SWR is pleased to launch our official Federal election blog series for Waterloo region. Over the next two weeks, join us to hear from candidates across the five ridings in our region, on the topic of how their parties would support businesses for the green economy. To start the conversation, we have a local expert, Dr. Jason Thistlewaite to help frame the issues.

 The environment and economy need to work together. You may have heard this line a few times during the 2015 federal election. It’s a founding principle in what’s known as “the green economy.” Despite all this talk, the federal government has historically been at the back of the line when it comes to leading our way there.

A green economy improves our wellbeing by creating growth that improves our resiliency to risk, reduces ecological scarcities, and increases energy and resource efficiency. It sounds optimistic, but countries such as Germany are proving capable of making such a transition by committing to using 100 per cent renewable energy by 2050.  How can Canada do the same? Here are three ideas. We need to breakdown walls between governments and public and private actors, embrace the diversity of existing local green policy, and abandon short-term thinking.  Coordination between levels of government and businesses remains a significant obstacle for advancing Canada’s green economy. For example, at the same time that municipalities are developing renewable energy systems, provinces are establishing regulations to price GHG emissions, and builders are introducing technologies to make buildings energy net-zero. On their own these initiatives are impressive. But cooperation could generate an alignment so that a provincial and federal price on GHG is high enough to expand markets for net-zero buildings and renewable energy systems.

Local governments and businesses have initiated diverse policy mechanisms supporting green growth. Each policy should be treated as a site within a system of policy experimentation generating important insight on broader applications, because there is no, “magic bullet,” for a green economy.

For example, Canadian municipalities have adopted different approaches to limit damage from extreme rainfall. These range from education on best-practices for homeowners, storm-water incentive fees that encourage storage at the lot-level, and even fines for failing to direct water away from the storm sewer system. Similarly, engineering firms are working on permeable concrete and asphalt capable of absorbing significant rain run-off. These initiatives represent  an opportunity for the federal government to monitor, assess effectiveness and refine approaches, but also for scaling up to other jurisdictions as provincial and national building codes could adopt these practices.

For any of this to happen, the federal government needs to abandon its short-term decision-making cycle.
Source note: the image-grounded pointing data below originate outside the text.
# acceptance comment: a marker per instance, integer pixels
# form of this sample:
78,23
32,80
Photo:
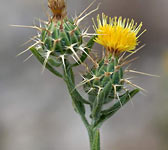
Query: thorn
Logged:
143,73
79,20
31,39
84,11
125,63
28,58
134,52
73,51
27,49
24,26
133,85
46,60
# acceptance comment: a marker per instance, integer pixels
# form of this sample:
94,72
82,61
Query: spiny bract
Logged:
106,78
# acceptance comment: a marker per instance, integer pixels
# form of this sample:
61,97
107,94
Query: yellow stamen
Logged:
117,35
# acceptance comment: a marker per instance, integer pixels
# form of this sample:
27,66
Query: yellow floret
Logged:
117,35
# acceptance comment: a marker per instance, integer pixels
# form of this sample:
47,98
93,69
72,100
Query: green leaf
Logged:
100,101
106,114
84,55
96,140
42,59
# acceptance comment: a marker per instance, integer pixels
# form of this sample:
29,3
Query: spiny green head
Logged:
107,77
62,38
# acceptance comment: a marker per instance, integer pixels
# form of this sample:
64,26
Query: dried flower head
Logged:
58,8
117,35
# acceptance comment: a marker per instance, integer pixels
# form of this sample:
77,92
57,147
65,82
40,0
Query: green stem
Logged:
94,139
93,132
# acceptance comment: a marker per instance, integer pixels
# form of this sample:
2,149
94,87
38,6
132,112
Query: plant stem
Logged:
93,132
94,138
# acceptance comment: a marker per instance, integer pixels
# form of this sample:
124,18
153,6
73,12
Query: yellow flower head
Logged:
117,35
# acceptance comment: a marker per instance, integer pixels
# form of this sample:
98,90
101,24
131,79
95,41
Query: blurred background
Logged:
35,108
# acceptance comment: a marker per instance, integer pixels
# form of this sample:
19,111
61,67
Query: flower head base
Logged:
117,35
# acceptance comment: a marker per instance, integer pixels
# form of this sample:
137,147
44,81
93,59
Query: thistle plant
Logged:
61,45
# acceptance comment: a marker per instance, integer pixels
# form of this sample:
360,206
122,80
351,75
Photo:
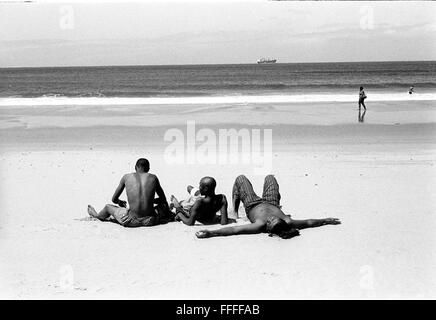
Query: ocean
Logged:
239,83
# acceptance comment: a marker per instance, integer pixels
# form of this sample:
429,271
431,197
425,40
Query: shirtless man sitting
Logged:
204,209
141,187
264,213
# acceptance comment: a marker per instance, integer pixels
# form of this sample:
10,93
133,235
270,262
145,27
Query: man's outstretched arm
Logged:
117,193
190,221
223,211
251,228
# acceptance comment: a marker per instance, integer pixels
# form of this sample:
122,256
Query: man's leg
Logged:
313,223
271,192
243,191
105,213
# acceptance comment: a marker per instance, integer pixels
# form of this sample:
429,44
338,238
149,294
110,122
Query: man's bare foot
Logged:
92,212
332,221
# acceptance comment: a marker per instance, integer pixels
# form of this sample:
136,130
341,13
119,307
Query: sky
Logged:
77,33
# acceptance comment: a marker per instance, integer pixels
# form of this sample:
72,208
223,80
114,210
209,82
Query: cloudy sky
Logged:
182,32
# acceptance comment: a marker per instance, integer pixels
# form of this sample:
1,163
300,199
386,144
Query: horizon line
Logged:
207,64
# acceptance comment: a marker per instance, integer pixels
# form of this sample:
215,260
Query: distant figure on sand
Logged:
361,116
362,97
264,213
186,204
141,188
205,208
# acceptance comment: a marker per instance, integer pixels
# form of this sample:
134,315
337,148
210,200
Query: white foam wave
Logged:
304,98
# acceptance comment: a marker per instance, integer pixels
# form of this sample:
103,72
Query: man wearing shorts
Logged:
141,187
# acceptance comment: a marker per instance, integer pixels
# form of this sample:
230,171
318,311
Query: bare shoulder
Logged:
222,198
127,176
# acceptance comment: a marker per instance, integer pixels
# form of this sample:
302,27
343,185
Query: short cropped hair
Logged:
143,164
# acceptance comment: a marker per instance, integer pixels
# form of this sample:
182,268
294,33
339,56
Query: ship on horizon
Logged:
266,60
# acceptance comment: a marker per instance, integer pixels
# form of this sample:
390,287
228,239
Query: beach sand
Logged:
378,177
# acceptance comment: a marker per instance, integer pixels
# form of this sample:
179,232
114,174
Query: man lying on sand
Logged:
141,187
265,213
205,208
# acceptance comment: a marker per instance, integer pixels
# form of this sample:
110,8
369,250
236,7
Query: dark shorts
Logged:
125,218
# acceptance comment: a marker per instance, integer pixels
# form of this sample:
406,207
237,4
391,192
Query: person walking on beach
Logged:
265,214
362,97
141,187
205,208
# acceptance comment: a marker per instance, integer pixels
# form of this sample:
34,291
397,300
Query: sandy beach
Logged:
378,177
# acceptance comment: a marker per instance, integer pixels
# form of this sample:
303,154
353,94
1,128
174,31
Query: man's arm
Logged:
251,228
196,208
117,193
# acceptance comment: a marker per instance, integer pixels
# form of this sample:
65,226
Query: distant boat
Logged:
266,60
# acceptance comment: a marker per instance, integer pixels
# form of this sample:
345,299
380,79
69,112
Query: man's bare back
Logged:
140,190
141,187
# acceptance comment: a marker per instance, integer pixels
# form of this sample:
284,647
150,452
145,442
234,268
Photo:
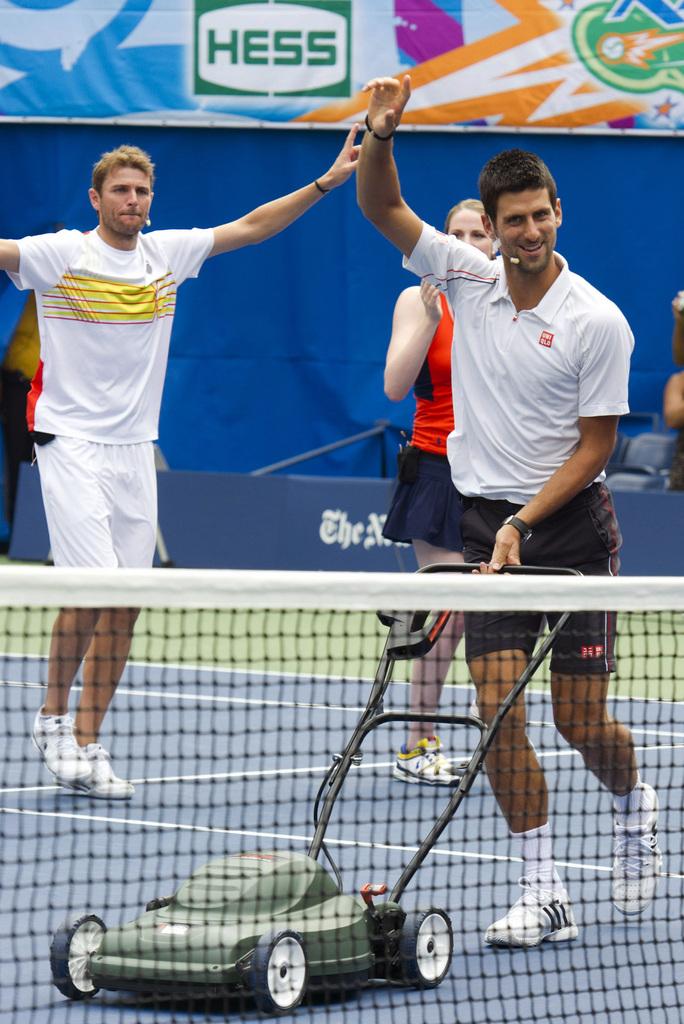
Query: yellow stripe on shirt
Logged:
95,301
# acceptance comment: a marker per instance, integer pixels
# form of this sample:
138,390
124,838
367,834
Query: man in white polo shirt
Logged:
105,301
540,377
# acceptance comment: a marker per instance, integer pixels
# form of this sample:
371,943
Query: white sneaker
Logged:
53,737
637,861
103,783
427,763
540,915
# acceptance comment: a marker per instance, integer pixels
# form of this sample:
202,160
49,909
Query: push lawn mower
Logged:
276,924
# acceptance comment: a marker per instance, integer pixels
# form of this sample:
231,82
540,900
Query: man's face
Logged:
124,203
526,224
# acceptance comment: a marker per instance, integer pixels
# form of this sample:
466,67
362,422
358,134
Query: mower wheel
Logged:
426,946
279,973
74,943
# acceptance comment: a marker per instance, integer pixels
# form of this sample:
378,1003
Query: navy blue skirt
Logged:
427,510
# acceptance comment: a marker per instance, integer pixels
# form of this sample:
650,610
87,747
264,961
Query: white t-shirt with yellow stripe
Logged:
104,317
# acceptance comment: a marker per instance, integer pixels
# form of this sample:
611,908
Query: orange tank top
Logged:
433,421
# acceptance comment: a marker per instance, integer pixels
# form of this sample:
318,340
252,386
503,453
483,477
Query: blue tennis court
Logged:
228,761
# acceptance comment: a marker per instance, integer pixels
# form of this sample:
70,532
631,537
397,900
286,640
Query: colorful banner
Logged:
527,64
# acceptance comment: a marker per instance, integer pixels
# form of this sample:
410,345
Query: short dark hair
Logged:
124,156
513,170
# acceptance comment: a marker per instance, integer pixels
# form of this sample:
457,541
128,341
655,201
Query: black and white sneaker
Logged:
540,915
638,860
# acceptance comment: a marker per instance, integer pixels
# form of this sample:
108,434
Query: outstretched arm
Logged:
673,401
9,256
417,316
597,439
678,332
272,217
377,181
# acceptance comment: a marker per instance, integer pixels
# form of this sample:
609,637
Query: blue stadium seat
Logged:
637,480
652,451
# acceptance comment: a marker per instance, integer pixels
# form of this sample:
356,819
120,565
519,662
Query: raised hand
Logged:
386,102
345,163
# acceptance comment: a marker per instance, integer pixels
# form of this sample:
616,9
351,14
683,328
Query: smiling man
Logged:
105,301
540,377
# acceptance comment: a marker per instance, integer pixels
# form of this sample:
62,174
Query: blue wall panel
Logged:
229,520
280,348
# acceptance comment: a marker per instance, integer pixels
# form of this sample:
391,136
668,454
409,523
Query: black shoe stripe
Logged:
552,914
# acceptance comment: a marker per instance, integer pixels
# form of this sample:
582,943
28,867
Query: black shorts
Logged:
585,536
429,509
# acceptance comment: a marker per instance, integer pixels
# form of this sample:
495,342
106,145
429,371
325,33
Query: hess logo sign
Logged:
282,48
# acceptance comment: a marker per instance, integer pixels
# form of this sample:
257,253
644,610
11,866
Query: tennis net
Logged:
242,720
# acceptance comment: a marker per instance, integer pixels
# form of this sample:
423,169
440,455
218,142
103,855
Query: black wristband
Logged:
523,529
372,131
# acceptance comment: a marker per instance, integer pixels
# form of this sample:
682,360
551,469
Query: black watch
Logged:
523,529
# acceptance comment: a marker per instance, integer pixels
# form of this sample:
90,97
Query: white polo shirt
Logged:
104,317
521,381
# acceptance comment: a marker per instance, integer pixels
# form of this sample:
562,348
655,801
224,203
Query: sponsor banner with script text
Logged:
504,64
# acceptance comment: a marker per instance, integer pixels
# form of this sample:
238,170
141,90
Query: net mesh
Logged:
229,882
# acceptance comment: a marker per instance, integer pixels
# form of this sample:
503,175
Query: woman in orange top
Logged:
426,507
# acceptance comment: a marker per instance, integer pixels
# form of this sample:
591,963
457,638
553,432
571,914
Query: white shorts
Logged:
100,502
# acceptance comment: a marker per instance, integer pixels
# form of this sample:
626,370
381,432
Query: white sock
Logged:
538,857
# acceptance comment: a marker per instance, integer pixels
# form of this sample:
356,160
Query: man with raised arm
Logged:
540,372
105,304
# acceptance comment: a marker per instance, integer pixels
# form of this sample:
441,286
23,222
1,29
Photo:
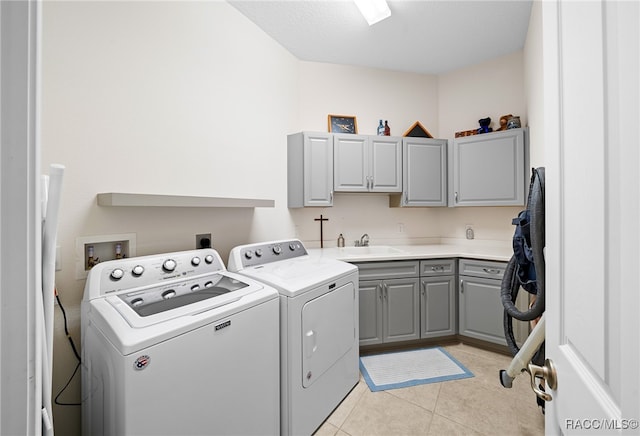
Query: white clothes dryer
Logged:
319,344
174,344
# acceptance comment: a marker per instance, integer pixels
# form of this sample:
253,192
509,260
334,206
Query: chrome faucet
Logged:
364,240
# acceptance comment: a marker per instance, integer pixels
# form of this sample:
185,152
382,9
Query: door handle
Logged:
311,343
548,373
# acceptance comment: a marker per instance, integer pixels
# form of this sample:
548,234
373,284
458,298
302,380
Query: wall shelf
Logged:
159,200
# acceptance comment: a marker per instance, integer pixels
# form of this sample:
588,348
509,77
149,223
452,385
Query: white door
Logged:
591,52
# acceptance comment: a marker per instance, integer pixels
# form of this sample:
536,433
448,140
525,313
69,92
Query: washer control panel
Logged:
136,272
267,252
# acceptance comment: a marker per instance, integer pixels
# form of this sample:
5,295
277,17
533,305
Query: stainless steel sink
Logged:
371,250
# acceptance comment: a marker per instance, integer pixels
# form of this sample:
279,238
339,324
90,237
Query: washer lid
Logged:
157,300
295,276
148,306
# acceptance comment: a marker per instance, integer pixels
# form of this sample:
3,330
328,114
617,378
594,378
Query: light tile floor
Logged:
473,406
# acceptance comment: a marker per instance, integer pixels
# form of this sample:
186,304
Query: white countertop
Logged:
476,250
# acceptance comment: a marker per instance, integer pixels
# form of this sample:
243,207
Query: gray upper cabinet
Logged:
367,163
489,169
310,169
424,173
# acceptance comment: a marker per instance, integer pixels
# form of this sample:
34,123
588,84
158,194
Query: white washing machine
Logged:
318,327
174,344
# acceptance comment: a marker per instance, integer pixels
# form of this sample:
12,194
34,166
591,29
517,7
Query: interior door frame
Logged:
20,232
608,395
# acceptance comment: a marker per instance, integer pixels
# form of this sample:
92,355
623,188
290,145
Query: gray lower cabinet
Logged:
437,298
389,302
480,305
489,169
309,169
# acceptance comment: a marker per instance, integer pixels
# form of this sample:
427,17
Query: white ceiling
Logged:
421,36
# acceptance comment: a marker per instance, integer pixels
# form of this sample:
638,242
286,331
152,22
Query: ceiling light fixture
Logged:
373,10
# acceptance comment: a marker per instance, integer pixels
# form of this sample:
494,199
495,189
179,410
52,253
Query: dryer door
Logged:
328,331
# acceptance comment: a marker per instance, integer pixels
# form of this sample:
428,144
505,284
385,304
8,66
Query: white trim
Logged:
20,225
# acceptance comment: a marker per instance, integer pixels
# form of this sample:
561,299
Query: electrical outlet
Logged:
203,240
91,250
469,231
58,266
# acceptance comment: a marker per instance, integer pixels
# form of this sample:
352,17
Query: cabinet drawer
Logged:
437,267
388,270
482,268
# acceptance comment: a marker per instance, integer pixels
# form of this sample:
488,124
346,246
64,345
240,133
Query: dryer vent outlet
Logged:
203,240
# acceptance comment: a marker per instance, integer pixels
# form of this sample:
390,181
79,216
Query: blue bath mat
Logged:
410,368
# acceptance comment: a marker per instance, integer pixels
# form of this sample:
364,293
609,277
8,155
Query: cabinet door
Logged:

Elections come and go, but people’s homes don’t come back when they’re underwater. Resources must be earmarked beyond one budget cycle (and even government) as the economic benefits and knowledge gained from green policy manifests in the long-term. A key to utilizing this knowledge is the prioritization of science within government decision-making.

The federal government has sat on the bench for too long as businesses, local and provincial governments are left to spearhead the transition towards the green economy. The 2015 election is an important opportunity to remind the federal government that it can do its part by coordinating existing green policies, embracing experimentation and adopting a long-term horizon for policy decisions.